А жеребчик, напуганный, с пустым седлом, шало вылетел на большую ирбитскую дорогу, где его увидели Титушко с Машкой, возвращавшиеся из города. Увидели они и самого Аркашку, плясавшего над Дуняшей.
- Стой! Одумайся, Христос с тобой, - кричал Титушко, подбегая к Аркашке, но тот ничего не видел и ничего не понимал, и Титушко коротким размахом гвозданул по Аркашкиному загривку. Голова у Аркашки мотнулась, как пришитая, а сам он, видимо, хотел посмотреть, кто его ударил, повел было уж закатившимся глазом и упал, разметнув руки. Лицо его побелело и стало исходить, оскалились вдруг большие мучительно стиснутые зубы.
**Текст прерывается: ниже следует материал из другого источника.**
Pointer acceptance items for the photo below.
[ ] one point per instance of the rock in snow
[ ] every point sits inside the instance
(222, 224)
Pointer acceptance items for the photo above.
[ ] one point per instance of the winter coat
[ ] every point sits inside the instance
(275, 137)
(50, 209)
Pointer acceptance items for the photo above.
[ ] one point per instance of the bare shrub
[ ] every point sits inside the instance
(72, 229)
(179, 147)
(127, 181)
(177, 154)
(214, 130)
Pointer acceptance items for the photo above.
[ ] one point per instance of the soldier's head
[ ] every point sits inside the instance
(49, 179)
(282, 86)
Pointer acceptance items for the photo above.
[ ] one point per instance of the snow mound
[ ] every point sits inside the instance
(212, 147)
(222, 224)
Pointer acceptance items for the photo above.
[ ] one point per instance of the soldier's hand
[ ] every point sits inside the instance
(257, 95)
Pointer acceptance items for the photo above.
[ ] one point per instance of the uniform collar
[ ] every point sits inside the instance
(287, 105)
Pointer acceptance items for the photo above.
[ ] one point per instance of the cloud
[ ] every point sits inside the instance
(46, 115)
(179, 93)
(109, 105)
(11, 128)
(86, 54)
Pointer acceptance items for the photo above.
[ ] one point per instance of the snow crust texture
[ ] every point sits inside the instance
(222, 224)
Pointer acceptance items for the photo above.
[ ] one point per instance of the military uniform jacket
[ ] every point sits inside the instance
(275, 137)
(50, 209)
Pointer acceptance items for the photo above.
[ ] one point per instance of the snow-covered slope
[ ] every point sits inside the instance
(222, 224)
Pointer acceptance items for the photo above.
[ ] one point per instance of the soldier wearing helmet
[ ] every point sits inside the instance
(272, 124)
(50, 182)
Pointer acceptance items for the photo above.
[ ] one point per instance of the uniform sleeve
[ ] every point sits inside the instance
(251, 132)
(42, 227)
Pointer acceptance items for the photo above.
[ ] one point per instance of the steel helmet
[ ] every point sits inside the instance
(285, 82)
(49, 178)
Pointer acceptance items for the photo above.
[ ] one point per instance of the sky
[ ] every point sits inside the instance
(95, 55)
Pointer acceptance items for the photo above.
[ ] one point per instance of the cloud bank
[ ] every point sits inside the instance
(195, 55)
- Господи, прости - без умысла, - крестился Титушко, поняв, что не рассчитал удара. - Господи, прости, без умысла.
На Чародее подъехала Машка, онемевшая от испуга. Беспамятная, привернула одну вожжу к оглобле, сунулась к Дуняше, но Титушко остановил ее:
- Водку, Маша, из ходка. Господи, без умысла. Поскорее, ради бога. Господи, без умысла.